On Capitol Hill, the Congressional Hispanic Caucus has requested a meeting with ICE’s acting director to learn about the location of last week’s operations, the reason for apprehensions, the number of people detained with criminal convictions and the number of parents with minors arrested along with the arresting reason.

“The request to have the meeting, of course, is to get real information, data, about who is apprehended, who are the targets, where, and confirm that information with our constituents … and to make sure that we are following the law, and we’re clear that people are getting due process and that they know their rights, and the fact that we are not causing, which we are, fear and panic in our communities,” New Mexico congresswoman and caucus chair Michelle Grisham said.

A sign alerts customers a bakery is closed for the day as part of an immigration protest, Feb. 16, 2017, in Perth Amboy, New Jersey.

A sign alerts customers a bakery is closed for the day as part of an immigration protest, Feb. 16, 2017, in Perth Amboy, New Jersey.

Building a basis for comparison

While fear is running high in immigrant communities, it is still too early to say how different the Trump administration’s policies will be from the previous ones.

Syracuse University’s Transactional Records Access Clearinghouse (TRAC) intends to follow it. TRAC is building a baseline “against which arrests by fugitive operation teams and other components of ICE can be compared under the new Trump administration.”

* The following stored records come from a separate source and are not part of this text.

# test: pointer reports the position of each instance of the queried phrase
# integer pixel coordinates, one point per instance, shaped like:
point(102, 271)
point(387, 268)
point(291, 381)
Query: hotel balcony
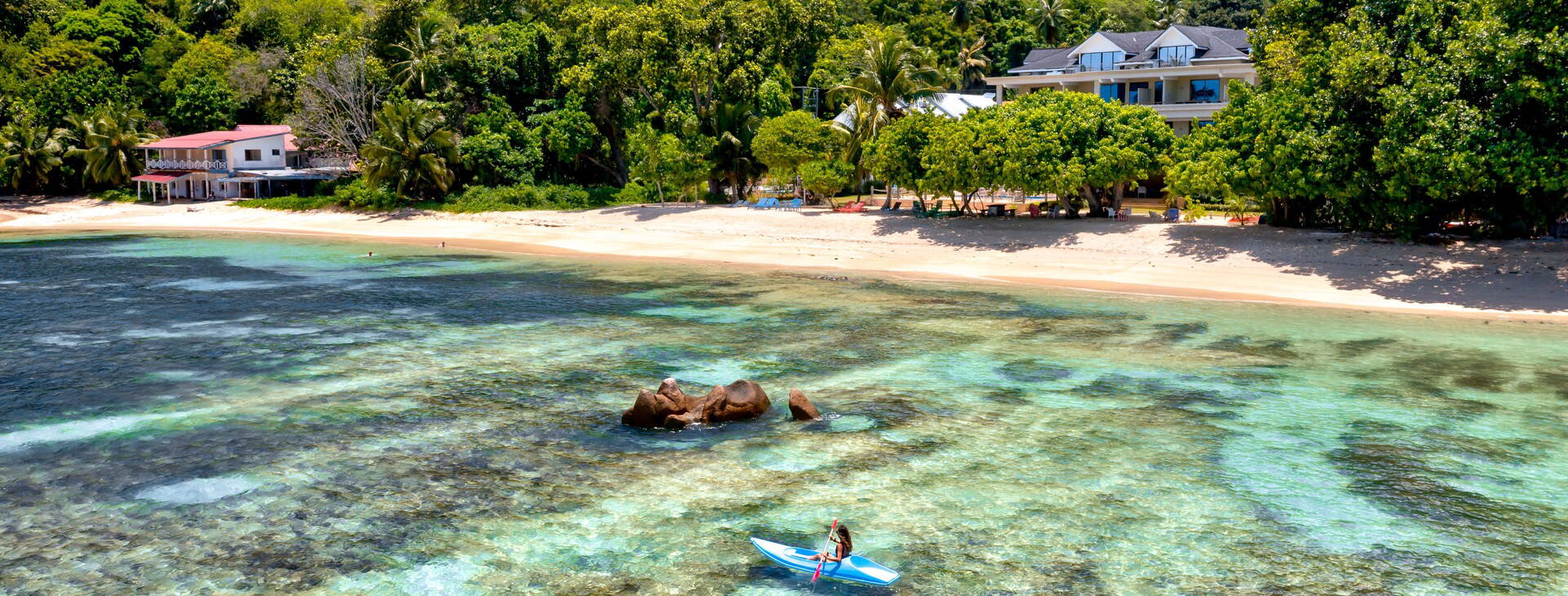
point(189, 165)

Using case-by-case records of both apprehensions and removals, TRAC has put together an initial report that shows 65,332 individuals were detained and deported by ICE during FY 2016, the last year of Obama’s presidency. TRAC says that amounts to approximately 1,250 per week.

Only a small part of those arrests, however, were the result of ICE raids or other enforcement operations. “Instead, most of these estimated weekly 1,250 ICE apprehensions happened when ICE assumed custody of individuals held by another law enforcement agency,” the TRAC report says.

Putting aside the other law enforcement agencies, TRAC says that “less than 300 individuals were arrested each week from their place of work, where they lived, or other places they may have been when found” by ICE.